Winstar Resources will build a new rig for drilling and service work in its southern Tunisia exploration and development program. The rig is compact, fully automated for quick set-up and is designed to drill to 9,800 ft (3,000 m).
Grey Wolf is constructing two 1,500-hp rigs built to drill multiple wells from the same location. These new units have been contracted for 3-yr terms with two oil companies. They will be used in the US Rocky Mountain market with deliveries expected in the second and third quarters of 2008. The company has upgraded or refurbished 17 rigs and has deployed eight new rigs.
Pioneer Drilling has completed 11 rigs in its 15-rig newbuild program.
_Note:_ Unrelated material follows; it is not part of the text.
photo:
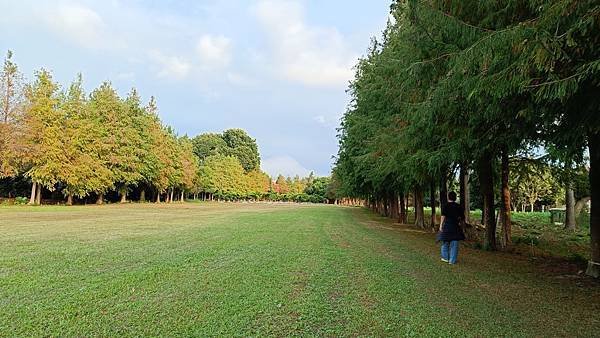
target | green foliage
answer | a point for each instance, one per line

Since April 2006, the company has added six 1,000-hp electric rigs: one in Utah; two in South Texas and three in North Texas, plus one 1,000-hp mechanical rig in Oklahoma, according to William Stacy Locke, Pioneer’s president and CEO. Starting in January 2007, the company began adding iron roughnecks to all of its rigs, a process it will complete by mid-2008.